Evan is going for a walk in Central Park. He starts at the Southern end of the park and walk 3 miles North. He then turns to the right and walks 2 miles east. What is that shortest distance he can walk to get back where he started?
Use the Pythagorean Theorem.
3^2 + 2^2 = c^2
9 + 4 = 13
3.6 miles = c
Thanks!
You're welcome!
To find the shortest distance Evan can walk to get back to where he started, we can visualize his movements on a coordinate plane.
Evan starts at the Southern end of Central Park, which we can represent as the point (0, 0). When he walks 3 miles North, he moves up on the y-axis to the point (0, 3). Then, when he turns right and walks 2 miles East, he moves to the point (2, 3).

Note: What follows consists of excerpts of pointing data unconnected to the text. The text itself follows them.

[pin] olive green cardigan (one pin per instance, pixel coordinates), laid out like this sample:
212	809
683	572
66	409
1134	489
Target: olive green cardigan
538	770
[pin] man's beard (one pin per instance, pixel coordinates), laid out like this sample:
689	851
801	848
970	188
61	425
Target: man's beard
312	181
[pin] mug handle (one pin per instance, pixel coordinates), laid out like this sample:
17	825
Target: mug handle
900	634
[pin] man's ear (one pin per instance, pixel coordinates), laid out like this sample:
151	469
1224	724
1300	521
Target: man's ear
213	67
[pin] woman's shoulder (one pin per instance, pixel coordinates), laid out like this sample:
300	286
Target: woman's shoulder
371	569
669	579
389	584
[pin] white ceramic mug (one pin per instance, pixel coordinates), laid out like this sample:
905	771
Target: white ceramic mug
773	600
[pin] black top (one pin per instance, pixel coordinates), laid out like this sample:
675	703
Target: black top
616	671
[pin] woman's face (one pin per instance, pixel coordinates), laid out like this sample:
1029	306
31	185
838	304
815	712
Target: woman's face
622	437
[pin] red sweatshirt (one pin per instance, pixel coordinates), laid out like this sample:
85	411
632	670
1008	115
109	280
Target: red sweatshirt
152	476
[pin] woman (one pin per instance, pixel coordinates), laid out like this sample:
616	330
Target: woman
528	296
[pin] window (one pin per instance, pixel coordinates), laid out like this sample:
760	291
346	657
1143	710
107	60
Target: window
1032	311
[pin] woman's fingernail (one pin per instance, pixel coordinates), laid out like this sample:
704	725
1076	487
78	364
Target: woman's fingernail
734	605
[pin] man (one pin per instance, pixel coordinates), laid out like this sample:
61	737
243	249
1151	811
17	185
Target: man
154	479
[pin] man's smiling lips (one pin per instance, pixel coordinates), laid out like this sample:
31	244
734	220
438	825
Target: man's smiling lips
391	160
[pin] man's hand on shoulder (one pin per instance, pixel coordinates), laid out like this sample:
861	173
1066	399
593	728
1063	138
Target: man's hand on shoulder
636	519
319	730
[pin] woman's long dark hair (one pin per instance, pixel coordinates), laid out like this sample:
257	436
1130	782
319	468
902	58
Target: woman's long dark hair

To get back to where he started, Evan needs to go in the opposite direction of his previous movements. Since he initially walked North, he needs to walk South. Since he then walked East, he needs to walk West. This means he needs to go 3 miles South and 2 miles West.
Walking 3 miles South means moving down on the y-axis from (2, 3) to (2, 0). Then, walking 2 miles West means moving left on the x-axis from (2, 0) to (0, 0), which is the starting point.
Therefore, the shortest distance Evan can walk to get back to where he started is 3 miles South and 2 miles West, for a total distance of 5 miles.